You are not filled with the alcohol or drugs or other mind altering factors, but instead, you, as Peter quotes from the prophet Joel, have had the Spirit poured out upon you.  You are filled with Jesus.

For to receive the Holy Spirit, is to live not as the world lives, but to live as Jesus has called you to live.  To be filled with Jesus, is in fact to be seen as strange and unexplainable by the world, but at the same time it is to be seen as faithful and holy by your Father in heaven.

The apostles are not drunk, and neither are you.  But you have drunk deeply from the blood of Jesus that is poured out for you for the forgiveness of sins.  You have immersed yourself in the waters of Holy Baptism that wash you clean.  You have feasted on the meal that is offered here, for your benefit and for your salvation.

The world looks at you as odd, peculiar, a misfit who is trying to force yourself on the society.  But that is not you at all; you are a people, set apart by your Father in heaven, who have been forgiven and redeemed by the blood of Jesus.

And thanks to efforts by Lutheran Hour Ministries, Lutheran Bible Translators, and a whole host of missionaries sent out by our very one Church body, the Gospel is proclaimed in all the world in very language and dialect, so that any who have ears to hear, may hear the good news of Christ Jesus.

The curse of the Tower of Babel remains.  The confusion persists.  Not that the world cannot hear the words of the Gospel spoken, but rather, that the words and actions are strange and out of place in our modern society.

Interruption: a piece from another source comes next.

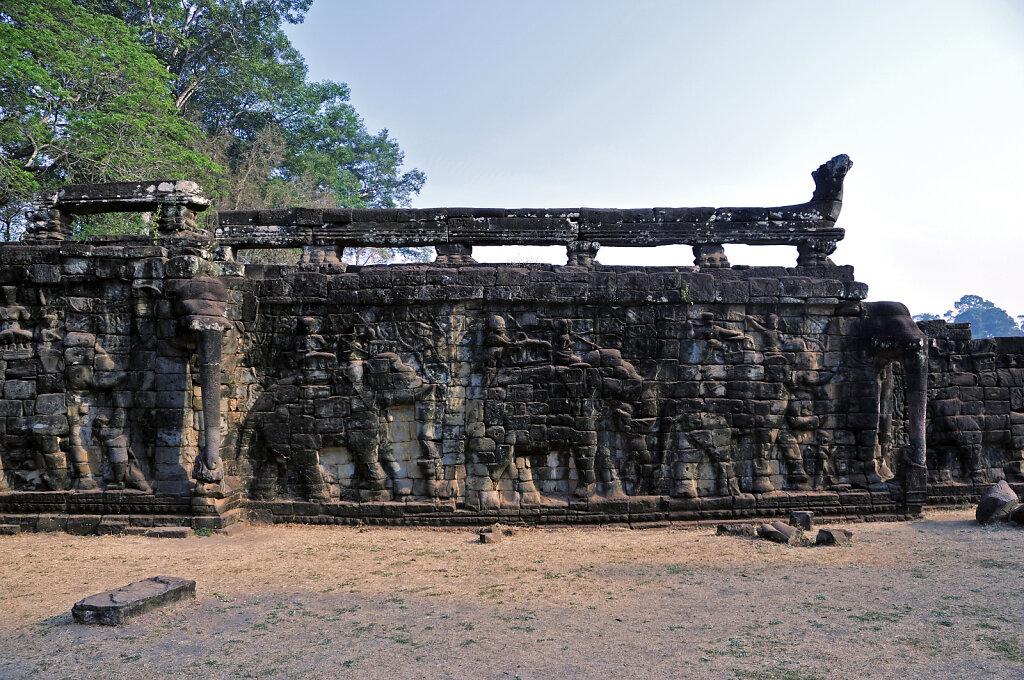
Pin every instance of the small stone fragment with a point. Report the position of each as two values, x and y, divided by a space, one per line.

And so the model of Pentecost continues: the people of God, pouring out into the streets of this city, and declaring all that God has done for you.  Some will hear and believe; others will ask the age old question: are you drunk?  To which you can respond with Peter: Not with alcohol, but with the Holy Spirit, filling our hearts and minds with the good news of Christ Jesus.  Embrace the world with this gospel message, tell the world that today, and every day, is a time to hear the mighty works of God in this and every place.